When I first started infant room, I didn’t want to do it. I’d done toddlers and preschoolers for years, but I was scared of babies. I thought I would break them. I’d had experiences where I couldn’t get a crying baby to stop, and I thought that would be all day in infant room. But when the opportunity arose, I did it anyway. I told myself I could do it, even though part of me didn’t believe it. I told myself I’d learn how to get a crying baby to stop, and I’d figure out how not to break them. And guess what? That’s exactly what happened.

I did a similar thing when I began my career and didn’t think that I had the capability of writing anything shorter than a 10-page essay. I took the skills I had and figured out how to apply them to write short articles and other copy.

When I started with my current company, they told me I’d need to hit the ground running and learn fast. The work they needed done was different from what I’d been doing for over six years. But I told myself I could do it. I committed to trying my hardest, applying the strengths I already knew I had, and learning everything I could. And here I am several years later, managing organized chaos for that team.   

Why am I sharing this? Maybe I’m sharing it because I needed to hear it. Right now, I have a whole new set of challenges at work. I’ve been handed new responsibilities, and I’m scared I might break a baby (metaphorically speaking, of course).  

I think I’m also sharing it because other people need to hear it too. Many of us have opportunities in front of us that look bigger than we can handle. And we all have more inside of us than we give ourselves credit for. We’re capable of things we won’t be aware of until we try. Those things we’re afraid of or tell ourselves we don’t have the capacity to accomplish, might just be our metaphorical infant room.
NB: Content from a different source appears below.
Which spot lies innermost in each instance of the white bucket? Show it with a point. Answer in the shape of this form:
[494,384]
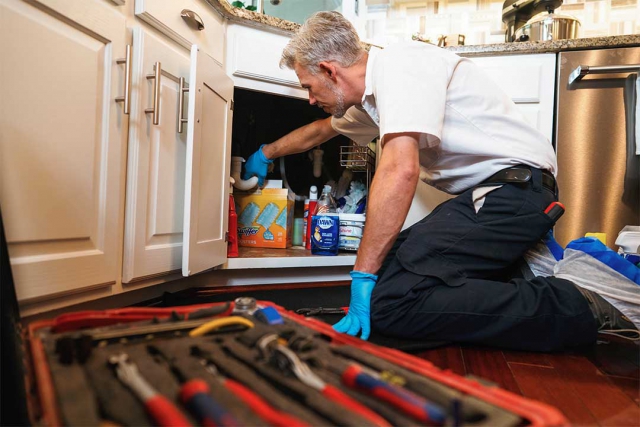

As we step into those things, we’ll realize we can rise to the occasion. We’ll discover things we love that maybe we didn’t even expect we’d like. And we’ll start to see how the things we’ve done in the past prepared us for where we are today—how they gave us skills and knowledge that we didn’t realize could be transferable. I never would have thought that feeding and rocking babies at 19 would prepare me to lead a team at 36. Yet here I am, applying some of those organization and management skills I learned to keep programs moving and help those who report to me be successful in their jobs.

The other reason I’m sharing this is because it doesn’t just apply to work situations—or even tangible skills and tasks. It applies to our interpersonal lives and mental health as well. In my personal life, just like my work life, I’ve done things that have surprised me. Things I didn’t think I was capable of. Setting boundaries, building healthy relationships, healing from intense trauma, finding good things and quality people I want to invest my time and energy in. If you’d asked me five years ago (even three years ago) if I could be where I’m at today, I would have told you there was no way. The person I see when I look in the mirror today isn’t one I even had the capacity to dream of back then.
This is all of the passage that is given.